"Tome of the Undergates" by Sam Sykes (Gollancz)

Tuesday, May 24, 2011

Tome of the Undergates
Sam Sykes
704 pp. Gollancz. £18.99
Pub. Date: 4/15/2010
ISBN-13: 9780575090286

Reviewed by Paul Stotts


Publisher Blurb: Adventurers. Long loathed for their knowledge of nothing beyond murder and thievery, they are the savages, zealots, heathens, monsters; the thugs of society. And Lenk, a young man with a sword in his hand and a voice in his head, counts them all as his sole and most hated of companions.

His otherwise trivial employment under an esteemed clergyman is interrupted when bloodthirsty and eloquent pirates, led by an ageless demon risen from the depths of the ocean, pilfer the object of their protection: the Tome of the Undergates, the key to opening a door that guards the mouths of hell. A hell the demons want out of.

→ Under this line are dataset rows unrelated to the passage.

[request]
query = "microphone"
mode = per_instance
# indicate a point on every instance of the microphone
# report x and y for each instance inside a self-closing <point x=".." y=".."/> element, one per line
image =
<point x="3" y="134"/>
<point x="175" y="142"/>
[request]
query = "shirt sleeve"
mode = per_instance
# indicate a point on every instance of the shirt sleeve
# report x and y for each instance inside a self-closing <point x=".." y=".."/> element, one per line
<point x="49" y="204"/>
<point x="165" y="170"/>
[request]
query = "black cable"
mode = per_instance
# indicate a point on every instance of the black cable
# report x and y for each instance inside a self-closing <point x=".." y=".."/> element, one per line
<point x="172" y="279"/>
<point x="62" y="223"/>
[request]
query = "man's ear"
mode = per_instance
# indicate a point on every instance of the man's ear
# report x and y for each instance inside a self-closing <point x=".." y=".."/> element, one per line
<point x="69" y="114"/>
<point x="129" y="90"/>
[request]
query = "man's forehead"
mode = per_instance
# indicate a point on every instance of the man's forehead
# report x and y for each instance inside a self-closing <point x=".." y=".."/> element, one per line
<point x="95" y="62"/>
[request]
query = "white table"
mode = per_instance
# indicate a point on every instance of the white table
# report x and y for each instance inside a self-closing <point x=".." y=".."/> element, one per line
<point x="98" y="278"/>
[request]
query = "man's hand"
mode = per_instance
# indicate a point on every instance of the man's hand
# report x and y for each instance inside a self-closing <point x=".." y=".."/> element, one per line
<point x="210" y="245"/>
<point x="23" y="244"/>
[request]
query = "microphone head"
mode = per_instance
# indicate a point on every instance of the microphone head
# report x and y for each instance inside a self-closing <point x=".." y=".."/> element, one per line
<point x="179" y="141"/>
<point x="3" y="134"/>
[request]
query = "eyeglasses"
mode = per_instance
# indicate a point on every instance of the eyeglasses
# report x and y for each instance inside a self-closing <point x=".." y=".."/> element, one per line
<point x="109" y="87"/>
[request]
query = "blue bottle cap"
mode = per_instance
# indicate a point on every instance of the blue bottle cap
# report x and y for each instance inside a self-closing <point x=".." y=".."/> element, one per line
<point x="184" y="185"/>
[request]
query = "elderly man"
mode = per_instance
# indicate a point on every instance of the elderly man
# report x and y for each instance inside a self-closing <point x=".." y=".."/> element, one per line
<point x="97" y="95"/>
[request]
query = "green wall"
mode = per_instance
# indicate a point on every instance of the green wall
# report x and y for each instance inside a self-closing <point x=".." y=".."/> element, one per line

Against titanic horrors from the deep, psychotic warrior women, and creatures forgotten by mankind, Lenk has only two weapons: a piece of steel and five companions who are as eager to kill each other as they are to retrieve the book.


Adolescent males. It's a group not known for their common sense or maturity. Someone pissing themselves is their idea of highbrow humor, and the butt equals comedic gold. Life for the high school boy is groin-centric. Every guy has gone through it. Most survive it and mature, looking back on those years with a mixture of regret and embarassment. Some remain stuck there forever, playing their Xbox 360 in the basement, hoping for a glimpse of pixellated boobie.

Tome of the Undergates by Sam Sykes is definitely written for the basement dweller. Sophomoric and scatological, Sykes' debut novel would have a proctologist screaming: Too much! Its immaturity hinders it. This isn't adult fantasy; this is the whiny rumblings of adolescence. Full of posturing and cluelessness. The proverbial rebel without a clue. The novel wants to be edgy, but in a PG-13 kind of way. All the good parts are clearly still in the R-rated material provided by George R.R. Martin and Joe Abercrombie.

Lenk and his crew of adventurers are essentially adolescents posing as adults. They are shallow emotionally. Their interactions are nothing more than juvenile bickering. The big idea is that Lenk and his companions hate each other. With the way they acted toward each other, I hated them way before the end of the novel, too. I found myself cheering for their demise.

The storyline is bookended by two battles with a small transition between them. It is a novella length plot stretched into a five hundred page novel. I like extended battle scenes, but not if it means sacrificing all of the story. What is left here is: boy loses item, boy fights to regain item. It is two action scenes done in a John Woo-style slo-mo. Except there are no white doves. Or Chow Yun-Fat.

Let's keep this short, because I hate not having anything good to say about a book. Tome of the Undergates is terrible. About the only good thing I can say about it is: it ends. Just not soon enough.

2 comments:

Dottie (Tink's Place) said...

LOL! Love your review, right to the point!

Dottie :)

Ahimsa said...

You summed up my thoughts on this book entirely. Thank you.